LONDON -- Hopes that the FTSE 100 might beat its 52-week high of 5,989 points this week have been dashed, as the index of top U.K. stocks has slipped back by eight points to 5,922 as of 10:25 a.m. EST. Still, it surely can't be long now, and we can at least be fairly confident that it will not be heading back down to its 52-week low of 5,230 points anytime soon.
Still, even if the FTSE 100 didn't quite capture new ground, a number of constituents of the various indexes are doing so. Here are three of them.
Television broadcaster ITV has had a good year, with its shares up more than 60% over 12 months ago, and the price today is hovering around its 52-week high of 104 pence. The firm has had a couple of good years of profit growth, and looked good at the interim stage this year.

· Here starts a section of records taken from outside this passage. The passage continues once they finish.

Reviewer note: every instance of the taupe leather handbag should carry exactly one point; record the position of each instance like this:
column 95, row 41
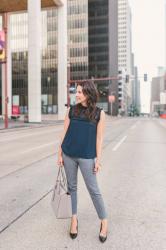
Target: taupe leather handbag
column 61, row 198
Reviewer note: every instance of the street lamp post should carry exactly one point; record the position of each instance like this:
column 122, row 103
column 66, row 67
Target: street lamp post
column 68, row 82
column 112, row 99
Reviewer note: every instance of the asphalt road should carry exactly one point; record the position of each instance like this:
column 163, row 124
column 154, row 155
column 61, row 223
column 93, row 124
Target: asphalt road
column 132, row 181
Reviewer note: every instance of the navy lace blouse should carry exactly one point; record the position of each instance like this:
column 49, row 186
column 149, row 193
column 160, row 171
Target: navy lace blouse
column 80, row 138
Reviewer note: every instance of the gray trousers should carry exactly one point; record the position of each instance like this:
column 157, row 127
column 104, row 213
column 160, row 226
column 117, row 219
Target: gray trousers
column 86, row 166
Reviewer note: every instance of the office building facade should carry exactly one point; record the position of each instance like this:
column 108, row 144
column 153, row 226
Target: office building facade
column 92, row 52
column 124, row 55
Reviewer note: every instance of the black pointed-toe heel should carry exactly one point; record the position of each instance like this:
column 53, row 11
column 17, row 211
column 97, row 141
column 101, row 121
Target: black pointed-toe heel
column 102, row 238
column 74, row 235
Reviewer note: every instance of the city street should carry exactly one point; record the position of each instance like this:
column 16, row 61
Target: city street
column 132, row 181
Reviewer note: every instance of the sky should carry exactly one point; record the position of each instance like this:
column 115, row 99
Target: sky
column 148, row 41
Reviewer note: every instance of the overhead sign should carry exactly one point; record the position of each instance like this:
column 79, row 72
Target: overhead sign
column 2, row 45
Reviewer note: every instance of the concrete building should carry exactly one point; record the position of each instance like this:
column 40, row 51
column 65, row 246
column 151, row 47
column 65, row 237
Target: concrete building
column 158, row 95
column 31, row 27
column 125, row 50
column 91, row 50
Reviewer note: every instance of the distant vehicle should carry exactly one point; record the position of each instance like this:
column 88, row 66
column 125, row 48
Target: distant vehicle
column 163, row 115
column 154, row 114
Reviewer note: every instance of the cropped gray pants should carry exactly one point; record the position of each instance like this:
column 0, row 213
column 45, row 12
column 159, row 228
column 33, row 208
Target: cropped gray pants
column 86, row 166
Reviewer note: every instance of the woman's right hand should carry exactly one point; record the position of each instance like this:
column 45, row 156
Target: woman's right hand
column 60, row 161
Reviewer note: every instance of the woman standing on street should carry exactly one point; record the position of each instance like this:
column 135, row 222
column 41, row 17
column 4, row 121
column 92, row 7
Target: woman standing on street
column 81, row 145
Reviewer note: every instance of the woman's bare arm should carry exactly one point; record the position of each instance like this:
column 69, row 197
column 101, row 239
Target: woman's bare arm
column 66, row 125
column 100, row 135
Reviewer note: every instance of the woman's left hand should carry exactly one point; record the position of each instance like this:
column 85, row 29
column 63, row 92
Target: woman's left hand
column 97, row 167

For the full year, the City is forecasting an earnings rise of around 10%, with the shares on a price-to-earnings (P/E) of about 12. There's not much dividend yet, at around a 2.5% yield, but that should hopefully improve with a few more years of profit growth.
Ladbrokes shares are up near their 52-week high, standing at 195 pence at the time of writing. That's around 60% on the year, which is pretty good going. The gambling operator's third-quarter update in October was positive, recording a 4% rise in group revenue, so full-year forecasts should be pretty accurate at this stage. They suggest a growth in earnings around 15%, with a dividend yield of about 4.4%, which looks pretty good.

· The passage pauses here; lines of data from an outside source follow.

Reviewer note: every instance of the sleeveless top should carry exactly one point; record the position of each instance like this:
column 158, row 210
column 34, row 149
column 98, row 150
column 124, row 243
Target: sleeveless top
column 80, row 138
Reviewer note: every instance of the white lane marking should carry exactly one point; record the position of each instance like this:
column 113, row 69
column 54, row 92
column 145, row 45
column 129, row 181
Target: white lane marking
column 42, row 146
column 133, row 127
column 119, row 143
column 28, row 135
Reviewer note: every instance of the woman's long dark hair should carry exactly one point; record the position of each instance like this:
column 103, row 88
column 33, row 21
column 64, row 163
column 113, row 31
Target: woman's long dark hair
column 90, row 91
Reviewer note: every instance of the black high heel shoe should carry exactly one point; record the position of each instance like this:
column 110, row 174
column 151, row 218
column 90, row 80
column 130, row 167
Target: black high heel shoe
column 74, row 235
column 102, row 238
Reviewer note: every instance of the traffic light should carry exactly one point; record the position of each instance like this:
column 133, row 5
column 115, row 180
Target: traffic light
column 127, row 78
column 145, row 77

Shares in Spirit Pub Company are flying high at the moment, having touched 64 pence today -- that's a penny short of their 52-week high and 60% up on 12 months ago. Spirit shares have done rather better than those of Punch Taverns since the split, with the latter having fallen by more than 30% over the same period.
Forecasts for next year put Spirit shares on a P/E of only 10, with a well-covered 3.3% dividend yield expected. So even after the rise, they might still be a good value -- but that's for you to decide.